The response of President Luis Abinader’s government has been to erect a wall along the 380 kilometres of the common border, replicating the policy of fencing off undesirable neighbours, for whatever reason.

Meanwhile, the Haitian Repatriates and Refugees Support Group claims that in 2022 alone, Santo Domingo deported 160,000 Haitians, of whom 60,000 went to prison before being expelled.

For his part, the Dominican mayor of Dajabón, Santiago Rivero, told France24 that “the wall also has the advantage that it will prevent the trafficking of motorbikes and vehicles, and the issue of drug trafficking”, while stressing that it was not “discriminatory” and that it was part of the right of each country “to take care of its border”. “The US has done it, why can’t we?” he stressed.

The mistreatment of Haitian migrants and excessive migration controls for Haitian nationals are not exclusive to the Dominican Republic.

The United Nations denounced last April that these practices, which are widespread throughout the American continent, have an undeniably racist component.

In peculiarity, the UN Committee on the Elimination of Racial Discrimination called on American countries to “put an end to the collective expulsions” of migrants of Haitian origin and to take concrete measures to protect them.

Militarisation and migrant business

Perhaps unsuspectingly, the mayor of Dajabón focused on a key point: Latin American and Caribbean countries have made the policy based on fences, legal obstacles, walls, militarisation and criminalisation of migration implemented by the US their model to follow.

However, as InSight Crime warns in a recent report, these measures “have created an increasingly lucrative black market for human smuggling”, but have not stemmed arrivals at the border.

Estimates based on official US data suggest that the migration business will be worth at least $12 billion by 2022, if one considers that at least 1.2 million migrants paid about $10,000 to smugglers to cross to the other side of the wall.

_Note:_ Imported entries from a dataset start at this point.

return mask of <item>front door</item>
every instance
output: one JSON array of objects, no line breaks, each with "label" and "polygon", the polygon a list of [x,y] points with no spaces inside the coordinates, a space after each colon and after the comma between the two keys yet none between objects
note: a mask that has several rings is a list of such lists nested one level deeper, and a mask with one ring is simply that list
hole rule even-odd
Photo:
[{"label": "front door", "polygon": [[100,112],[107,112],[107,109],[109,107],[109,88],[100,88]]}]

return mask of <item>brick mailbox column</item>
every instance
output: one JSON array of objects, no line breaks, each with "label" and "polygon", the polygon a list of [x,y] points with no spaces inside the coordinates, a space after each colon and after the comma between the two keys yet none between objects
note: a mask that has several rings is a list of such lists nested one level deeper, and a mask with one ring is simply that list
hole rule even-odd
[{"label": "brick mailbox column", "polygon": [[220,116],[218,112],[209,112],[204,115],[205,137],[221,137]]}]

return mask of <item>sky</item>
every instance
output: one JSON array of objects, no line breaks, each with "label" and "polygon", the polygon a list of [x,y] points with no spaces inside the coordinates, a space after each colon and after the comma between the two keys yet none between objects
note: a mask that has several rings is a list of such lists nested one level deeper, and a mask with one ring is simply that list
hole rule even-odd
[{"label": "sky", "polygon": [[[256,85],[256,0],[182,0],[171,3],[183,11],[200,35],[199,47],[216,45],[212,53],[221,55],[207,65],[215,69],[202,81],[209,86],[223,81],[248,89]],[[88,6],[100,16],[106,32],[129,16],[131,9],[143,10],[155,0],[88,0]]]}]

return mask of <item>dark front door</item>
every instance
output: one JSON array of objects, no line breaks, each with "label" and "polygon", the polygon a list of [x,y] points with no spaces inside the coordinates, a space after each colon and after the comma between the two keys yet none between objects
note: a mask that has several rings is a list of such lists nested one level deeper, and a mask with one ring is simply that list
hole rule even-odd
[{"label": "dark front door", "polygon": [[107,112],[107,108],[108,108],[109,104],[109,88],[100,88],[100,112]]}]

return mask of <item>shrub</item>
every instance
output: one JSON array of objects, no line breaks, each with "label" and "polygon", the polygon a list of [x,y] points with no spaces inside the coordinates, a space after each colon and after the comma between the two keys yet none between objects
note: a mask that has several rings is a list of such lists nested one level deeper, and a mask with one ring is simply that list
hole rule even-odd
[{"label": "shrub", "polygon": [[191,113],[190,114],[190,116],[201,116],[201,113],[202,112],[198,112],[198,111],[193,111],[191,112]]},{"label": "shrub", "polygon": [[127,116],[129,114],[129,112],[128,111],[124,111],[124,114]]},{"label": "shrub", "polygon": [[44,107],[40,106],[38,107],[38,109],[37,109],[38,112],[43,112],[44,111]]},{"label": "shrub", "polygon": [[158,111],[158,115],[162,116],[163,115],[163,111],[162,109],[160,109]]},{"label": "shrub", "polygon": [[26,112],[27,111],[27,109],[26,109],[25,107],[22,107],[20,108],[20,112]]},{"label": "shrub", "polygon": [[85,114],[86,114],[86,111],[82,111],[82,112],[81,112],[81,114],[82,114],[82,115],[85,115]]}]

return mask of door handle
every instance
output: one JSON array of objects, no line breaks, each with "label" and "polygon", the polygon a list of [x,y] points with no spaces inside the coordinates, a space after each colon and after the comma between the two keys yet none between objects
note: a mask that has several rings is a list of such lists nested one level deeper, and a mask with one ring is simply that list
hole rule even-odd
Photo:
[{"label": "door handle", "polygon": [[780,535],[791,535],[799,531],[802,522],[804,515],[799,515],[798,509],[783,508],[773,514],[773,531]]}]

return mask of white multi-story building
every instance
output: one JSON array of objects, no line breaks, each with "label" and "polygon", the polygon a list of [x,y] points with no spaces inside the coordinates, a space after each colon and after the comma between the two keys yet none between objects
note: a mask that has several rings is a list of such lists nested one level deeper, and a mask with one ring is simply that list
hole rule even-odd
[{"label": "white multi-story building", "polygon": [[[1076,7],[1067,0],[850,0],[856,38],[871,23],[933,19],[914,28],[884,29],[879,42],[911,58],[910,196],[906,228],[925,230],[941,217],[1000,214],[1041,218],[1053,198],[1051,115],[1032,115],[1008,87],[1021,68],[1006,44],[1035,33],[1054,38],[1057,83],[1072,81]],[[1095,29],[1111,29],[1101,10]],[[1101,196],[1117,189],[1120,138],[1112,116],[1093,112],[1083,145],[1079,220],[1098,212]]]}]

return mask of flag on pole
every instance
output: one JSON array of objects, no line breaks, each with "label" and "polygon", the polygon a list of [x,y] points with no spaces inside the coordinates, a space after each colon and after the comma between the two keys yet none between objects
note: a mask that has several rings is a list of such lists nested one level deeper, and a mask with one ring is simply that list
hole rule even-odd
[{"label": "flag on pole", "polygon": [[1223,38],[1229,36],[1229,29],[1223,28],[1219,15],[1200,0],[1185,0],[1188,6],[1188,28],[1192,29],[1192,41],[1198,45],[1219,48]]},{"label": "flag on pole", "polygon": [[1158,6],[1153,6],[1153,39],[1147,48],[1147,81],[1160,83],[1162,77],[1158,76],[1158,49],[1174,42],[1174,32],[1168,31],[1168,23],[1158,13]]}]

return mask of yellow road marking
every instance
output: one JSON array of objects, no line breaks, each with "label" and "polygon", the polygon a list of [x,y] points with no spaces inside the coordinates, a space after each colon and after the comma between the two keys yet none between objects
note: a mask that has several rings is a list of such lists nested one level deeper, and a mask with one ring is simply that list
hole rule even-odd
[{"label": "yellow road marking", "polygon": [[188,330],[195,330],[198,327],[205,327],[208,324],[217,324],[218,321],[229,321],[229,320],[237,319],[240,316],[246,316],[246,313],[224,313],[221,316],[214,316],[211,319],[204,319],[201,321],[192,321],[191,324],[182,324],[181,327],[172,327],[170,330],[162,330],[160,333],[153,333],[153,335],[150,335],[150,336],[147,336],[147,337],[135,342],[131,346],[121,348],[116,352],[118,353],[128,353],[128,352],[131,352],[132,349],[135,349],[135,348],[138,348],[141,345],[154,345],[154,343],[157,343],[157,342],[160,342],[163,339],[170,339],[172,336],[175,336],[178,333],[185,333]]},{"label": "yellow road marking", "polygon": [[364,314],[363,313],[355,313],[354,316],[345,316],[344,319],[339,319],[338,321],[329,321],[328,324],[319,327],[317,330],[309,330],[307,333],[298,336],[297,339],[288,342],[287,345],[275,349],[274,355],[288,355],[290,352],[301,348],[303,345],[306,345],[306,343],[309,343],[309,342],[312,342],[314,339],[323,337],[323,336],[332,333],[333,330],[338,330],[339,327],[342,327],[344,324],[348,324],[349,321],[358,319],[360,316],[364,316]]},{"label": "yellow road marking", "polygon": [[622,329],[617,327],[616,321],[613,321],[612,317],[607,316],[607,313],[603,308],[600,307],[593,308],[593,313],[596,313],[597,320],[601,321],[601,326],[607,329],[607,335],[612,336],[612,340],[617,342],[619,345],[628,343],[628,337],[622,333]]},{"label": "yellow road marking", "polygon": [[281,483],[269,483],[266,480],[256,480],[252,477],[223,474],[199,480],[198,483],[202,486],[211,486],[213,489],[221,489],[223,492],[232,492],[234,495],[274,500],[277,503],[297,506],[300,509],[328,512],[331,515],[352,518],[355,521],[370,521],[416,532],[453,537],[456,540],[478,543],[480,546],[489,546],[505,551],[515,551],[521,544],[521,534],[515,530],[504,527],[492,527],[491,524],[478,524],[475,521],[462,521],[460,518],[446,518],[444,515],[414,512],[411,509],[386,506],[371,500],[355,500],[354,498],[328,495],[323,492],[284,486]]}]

For its part, the Office of the UN High Commissioner for Human Rights warned in early 2021 that increased border controls and the use of public force to deal with migrants was not a solution and instead exposed them to organised crime networks.

In addition, the ‘safe third country’ policy advanced by the White House, which included agreements with El Salvador, Honduras and Guatemala to apply for asylum from Central America without making the journey to the US, has also failed to deliver the promised results.

Encouraged by inaccurate information, many migrants have embarked on long treks to Mexico only to encounter the same thing that would await them in the north: a highly militarised border.

In the meantime, the receiving states are asserting the right to defend their territory from threats to their security, a category into which poor migrants have increasingly fallen.

The proven failure of this policy has not discouraged migration, but it has opened the way for criminal organisations to profit from the desperation of millions of people who, year after year, take increasingly dangerous paths in the hope of finding a better life outside the land of their birth.